Is there no one at MLB HQ with any common sense?
I’ve written here previously about MLB’s apparent insistence, in recent years, to play every single game as scheduled, completing nine innings, rarely postponing or suspending games even when common sense would indicate doing those sorts of things.
Two ridiculously long rain delays happened this past weekend, and neither one of them involved the Cubs, but I wanted to weigh in on what happened in St. Louis and Oakland.
The White Sox and Cardinals met Saturday afternoon at Busch Stadium. The game went into extra innings, and the Sox took a 6-5 lead in the top of then 10th. In the bottom of the inning, the Cardinals loaded the bases with the placed runner, a single and a fielder’s choice.
One out later, it started to rain. Hard.
Look at how hard it was raining! [VIDEO]
The teams played at least one full and one partial at-bat in that rain. That’s John Brebbia striking out Masyn Winn for the second out of the inning.
And then they kept playing! Brebbia got strike one on Nolan Gorman. Only then was the tarp pulled.
And they waited… and waited… and waited some more, as waves and waves of heavy thunderstorms pounded downtown St. Louis. They waited three hours and three minutes and resumed play.
Why on Earth would you do that? The teams had another game Sunday. Here’s what I would do in situations like that; Wait one hour, if it’s not clearing out soon, suspend the game and finish the next day.
But they didn’t. When the game resumed, pinch-hitter Ivan Herrera and reliever Tanner Banks picked up the at-bat. Before I continue the weather talk, let’s look at how badly plate umpire CB Bucknor called those pitches:
Pitch 1 was the one before the delay. Pitch 3 should have ended the game — that’s clearly a strike. Then there was a second foul ball, and Bucknor called pitch 5 strike three — that’s clearly a ball. So Bucknor got two calls wrong in this plate appearance, but in the end the result of the at-bat was the same — a strikeout. Yeesh, can’t we get the challenge system already?
Back to the weather. The time of the game was 3:12. The delay was 3:03. The game started at 1:17, so it ended at 7:32. That means by the time the players got dressed and back to the team hotel (Sox) or home (Cardinals), it’s probably 9 or 9:30 and they’ve got a 1:15 game the next day. Suspend this thing after an hour and resume at 12:05 and, well, at least the players get more rest.
Don’t talk to me about fans here. I watched the end of this game. They showed some of the fans in the stands during that last at-bat. There were fewer than 100 left. Everyone left! No one wanted to wait three hours!

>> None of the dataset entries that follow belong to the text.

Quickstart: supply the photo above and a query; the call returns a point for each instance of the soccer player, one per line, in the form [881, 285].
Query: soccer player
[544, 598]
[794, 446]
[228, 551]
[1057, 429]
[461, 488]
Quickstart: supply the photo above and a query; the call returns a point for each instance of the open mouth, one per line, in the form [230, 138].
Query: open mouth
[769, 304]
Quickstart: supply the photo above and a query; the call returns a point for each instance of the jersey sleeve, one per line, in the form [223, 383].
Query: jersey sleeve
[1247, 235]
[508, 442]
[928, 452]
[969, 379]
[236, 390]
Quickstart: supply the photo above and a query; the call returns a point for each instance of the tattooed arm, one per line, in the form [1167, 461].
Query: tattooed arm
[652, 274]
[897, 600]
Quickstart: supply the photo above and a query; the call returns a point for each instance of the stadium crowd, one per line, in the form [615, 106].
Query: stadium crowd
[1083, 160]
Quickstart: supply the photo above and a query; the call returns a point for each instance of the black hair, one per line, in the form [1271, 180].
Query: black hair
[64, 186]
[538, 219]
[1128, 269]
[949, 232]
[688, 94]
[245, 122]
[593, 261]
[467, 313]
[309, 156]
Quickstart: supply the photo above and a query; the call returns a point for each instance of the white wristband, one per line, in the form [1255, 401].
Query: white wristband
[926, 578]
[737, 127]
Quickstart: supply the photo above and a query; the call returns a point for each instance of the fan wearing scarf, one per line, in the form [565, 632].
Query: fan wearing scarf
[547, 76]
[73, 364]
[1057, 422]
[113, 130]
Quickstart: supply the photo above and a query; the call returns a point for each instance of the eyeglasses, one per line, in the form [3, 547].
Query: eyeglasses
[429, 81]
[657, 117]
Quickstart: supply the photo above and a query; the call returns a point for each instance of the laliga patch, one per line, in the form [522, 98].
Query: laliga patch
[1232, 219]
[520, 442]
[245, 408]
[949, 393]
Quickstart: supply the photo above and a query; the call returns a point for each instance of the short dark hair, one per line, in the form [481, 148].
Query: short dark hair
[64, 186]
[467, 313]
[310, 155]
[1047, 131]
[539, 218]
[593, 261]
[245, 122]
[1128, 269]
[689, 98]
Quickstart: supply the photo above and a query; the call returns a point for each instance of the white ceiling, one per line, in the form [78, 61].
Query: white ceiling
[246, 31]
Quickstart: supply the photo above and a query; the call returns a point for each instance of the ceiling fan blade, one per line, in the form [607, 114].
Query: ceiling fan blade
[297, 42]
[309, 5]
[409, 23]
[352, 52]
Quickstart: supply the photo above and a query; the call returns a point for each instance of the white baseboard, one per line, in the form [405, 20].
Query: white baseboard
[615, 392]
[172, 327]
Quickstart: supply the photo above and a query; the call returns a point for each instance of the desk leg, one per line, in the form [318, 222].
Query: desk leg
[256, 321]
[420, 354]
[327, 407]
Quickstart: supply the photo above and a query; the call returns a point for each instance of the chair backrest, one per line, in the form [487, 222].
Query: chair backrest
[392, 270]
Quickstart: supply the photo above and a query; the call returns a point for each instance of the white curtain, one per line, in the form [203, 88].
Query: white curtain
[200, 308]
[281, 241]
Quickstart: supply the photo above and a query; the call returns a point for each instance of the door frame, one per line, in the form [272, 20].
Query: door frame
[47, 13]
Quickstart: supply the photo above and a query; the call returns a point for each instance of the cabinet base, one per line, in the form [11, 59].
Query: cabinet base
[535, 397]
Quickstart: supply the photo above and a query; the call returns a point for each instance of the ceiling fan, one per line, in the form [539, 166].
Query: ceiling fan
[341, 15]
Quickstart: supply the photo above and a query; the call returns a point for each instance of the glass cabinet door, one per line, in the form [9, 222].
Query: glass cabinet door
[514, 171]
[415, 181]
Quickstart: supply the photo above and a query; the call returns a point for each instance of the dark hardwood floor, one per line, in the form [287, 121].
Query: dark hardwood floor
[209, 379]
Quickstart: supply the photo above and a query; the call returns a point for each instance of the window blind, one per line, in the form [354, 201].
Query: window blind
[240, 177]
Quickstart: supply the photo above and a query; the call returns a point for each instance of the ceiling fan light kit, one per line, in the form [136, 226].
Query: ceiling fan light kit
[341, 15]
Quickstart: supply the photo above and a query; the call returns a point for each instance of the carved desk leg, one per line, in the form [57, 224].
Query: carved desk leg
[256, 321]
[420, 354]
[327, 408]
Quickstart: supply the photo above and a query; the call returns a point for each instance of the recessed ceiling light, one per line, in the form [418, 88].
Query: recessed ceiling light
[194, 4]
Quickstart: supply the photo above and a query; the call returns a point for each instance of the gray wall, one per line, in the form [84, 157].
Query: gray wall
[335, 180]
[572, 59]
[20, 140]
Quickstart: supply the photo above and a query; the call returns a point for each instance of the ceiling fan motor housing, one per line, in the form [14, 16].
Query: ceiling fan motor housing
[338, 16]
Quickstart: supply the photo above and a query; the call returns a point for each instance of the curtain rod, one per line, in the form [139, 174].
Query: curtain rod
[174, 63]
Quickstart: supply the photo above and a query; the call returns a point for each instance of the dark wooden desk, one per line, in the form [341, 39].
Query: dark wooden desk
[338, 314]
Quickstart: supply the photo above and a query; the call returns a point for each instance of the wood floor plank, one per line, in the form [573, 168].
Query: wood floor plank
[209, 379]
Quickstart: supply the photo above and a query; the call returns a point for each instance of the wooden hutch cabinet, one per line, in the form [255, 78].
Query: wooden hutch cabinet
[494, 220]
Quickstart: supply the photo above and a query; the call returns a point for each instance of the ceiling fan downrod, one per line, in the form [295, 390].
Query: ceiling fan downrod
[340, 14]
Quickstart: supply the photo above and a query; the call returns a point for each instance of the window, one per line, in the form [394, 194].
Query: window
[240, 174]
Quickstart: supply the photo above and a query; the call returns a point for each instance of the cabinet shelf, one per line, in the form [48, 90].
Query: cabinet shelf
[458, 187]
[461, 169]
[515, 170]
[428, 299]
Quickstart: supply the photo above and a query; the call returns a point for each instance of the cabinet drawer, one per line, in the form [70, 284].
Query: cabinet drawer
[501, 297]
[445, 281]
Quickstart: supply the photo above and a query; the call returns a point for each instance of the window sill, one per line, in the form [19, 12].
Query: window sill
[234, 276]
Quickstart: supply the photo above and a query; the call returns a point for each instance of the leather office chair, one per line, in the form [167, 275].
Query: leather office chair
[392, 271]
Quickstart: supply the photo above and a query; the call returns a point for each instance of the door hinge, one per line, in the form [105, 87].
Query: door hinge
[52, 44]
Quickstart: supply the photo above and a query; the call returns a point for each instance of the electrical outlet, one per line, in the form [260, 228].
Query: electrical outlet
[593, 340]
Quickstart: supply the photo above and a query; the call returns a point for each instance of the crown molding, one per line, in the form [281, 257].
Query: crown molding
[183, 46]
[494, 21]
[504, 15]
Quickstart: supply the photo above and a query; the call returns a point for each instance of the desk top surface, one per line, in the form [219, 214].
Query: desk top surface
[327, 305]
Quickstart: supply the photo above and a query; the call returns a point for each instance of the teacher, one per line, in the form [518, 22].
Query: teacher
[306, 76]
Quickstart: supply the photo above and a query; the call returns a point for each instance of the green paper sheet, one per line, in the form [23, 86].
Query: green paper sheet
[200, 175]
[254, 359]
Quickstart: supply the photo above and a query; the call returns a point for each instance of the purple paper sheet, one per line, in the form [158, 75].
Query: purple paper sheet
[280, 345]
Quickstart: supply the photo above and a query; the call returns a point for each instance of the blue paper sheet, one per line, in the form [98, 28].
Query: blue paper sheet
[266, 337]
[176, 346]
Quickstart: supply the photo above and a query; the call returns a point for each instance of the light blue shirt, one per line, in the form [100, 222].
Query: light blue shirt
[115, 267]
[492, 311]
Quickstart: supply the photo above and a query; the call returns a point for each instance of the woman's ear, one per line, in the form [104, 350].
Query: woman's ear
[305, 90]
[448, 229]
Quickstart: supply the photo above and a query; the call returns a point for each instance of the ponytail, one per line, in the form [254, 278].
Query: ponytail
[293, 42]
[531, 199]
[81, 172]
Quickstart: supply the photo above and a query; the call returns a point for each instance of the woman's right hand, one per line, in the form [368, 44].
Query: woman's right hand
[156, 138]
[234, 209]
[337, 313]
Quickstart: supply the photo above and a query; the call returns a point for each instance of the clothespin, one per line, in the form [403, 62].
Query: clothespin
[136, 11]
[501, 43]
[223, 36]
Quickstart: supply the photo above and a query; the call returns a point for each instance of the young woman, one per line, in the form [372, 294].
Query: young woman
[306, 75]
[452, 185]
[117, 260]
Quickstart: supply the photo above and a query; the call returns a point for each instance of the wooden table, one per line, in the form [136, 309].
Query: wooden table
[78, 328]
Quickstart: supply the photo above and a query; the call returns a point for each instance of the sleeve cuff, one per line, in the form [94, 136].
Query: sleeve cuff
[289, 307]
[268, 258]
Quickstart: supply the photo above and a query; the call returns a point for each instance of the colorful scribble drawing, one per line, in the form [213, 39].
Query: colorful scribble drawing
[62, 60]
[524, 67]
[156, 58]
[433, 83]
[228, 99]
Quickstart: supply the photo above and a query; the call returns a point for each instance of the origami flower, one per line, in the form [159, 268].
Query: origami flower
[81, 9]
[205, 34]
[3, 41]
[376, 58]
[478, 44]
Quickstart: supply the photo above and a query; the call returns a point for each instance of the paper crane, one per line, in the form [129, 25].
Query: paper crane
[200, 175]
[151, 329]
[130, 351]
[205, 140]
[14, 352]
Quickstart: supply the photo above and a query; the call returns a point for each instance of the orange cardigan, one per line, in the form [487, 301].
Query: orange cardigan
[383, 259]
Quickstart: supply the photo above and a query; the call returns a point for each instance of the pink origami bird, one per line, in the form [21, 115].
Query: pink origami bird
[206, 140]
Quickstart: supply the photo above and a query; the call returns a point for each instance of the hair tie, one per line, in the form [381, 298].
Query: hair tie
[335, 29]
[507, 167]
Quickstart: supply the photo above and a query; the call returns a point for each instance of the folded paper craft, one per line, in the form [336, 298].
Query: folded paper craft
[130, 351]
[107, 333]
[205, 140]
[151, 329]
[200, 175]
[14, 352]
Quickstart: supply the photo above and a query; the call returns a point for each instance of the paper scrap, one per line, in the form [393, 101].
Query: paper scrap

For a situation like this, with heavy storms coming through and no end in sight: An hour wait, then suspend the game. Waiting like this is just ridiculous.
In Oakland on Saturday, a heavy rain event — rare, incidentally, in northern California in early May — passed through and they delayed the start of the Marlins/A’s game three hours, 23 minutes. A scheduled 1:05 start instead had the game begin at 4:30.
Don’t talk to me about fans here either. All of you know the A’s aren’t drawing anyway and there aren’t fans traveling hours and hours to get to this particular game. There likely weren’t a lot of Marlins fans traveling from south Florida to Oakland, either.
With a 2:43 game time, that had the game ending after 8 p.m. local time — again, with a day game Sunday. Why not just postpone this and play a doubleheader Sunday? Attendance was announced as 7,809 and again, I watched part of this game and there couldn’t have been more than 1,000 in the seats. Maybe a doubleheader, two for the price of one, brings a few more people out on Sunday? (Which was, incidentally, a bright, sunny day in Oakland.) There weren’t travel issues here — the Marlins headed to Los Angeles after the Oakland series, a one-hour flight for a night game Monday, and the A’s remained home.
To sum up, I simply do not understand the reasoning behind these delays of three hours or more. At a certain point I think MLB and the MLBPA need to be more respectful of players, gameday staff and fans. Having a game end seven hours after its scheduled start because of weather isn’t that. Baseball has done quite a bit to shorten games over the last few years, with the pitch timer shaving nearly 30 minutes off the average game time, and the placed runner in extras (something I’d rather not see, incidentally) ending most games by the 11th or 12th inning.
Why should weather delays be any different? An hour — two at most if it’s clear the weather’s going to move out — then suspend or postpone.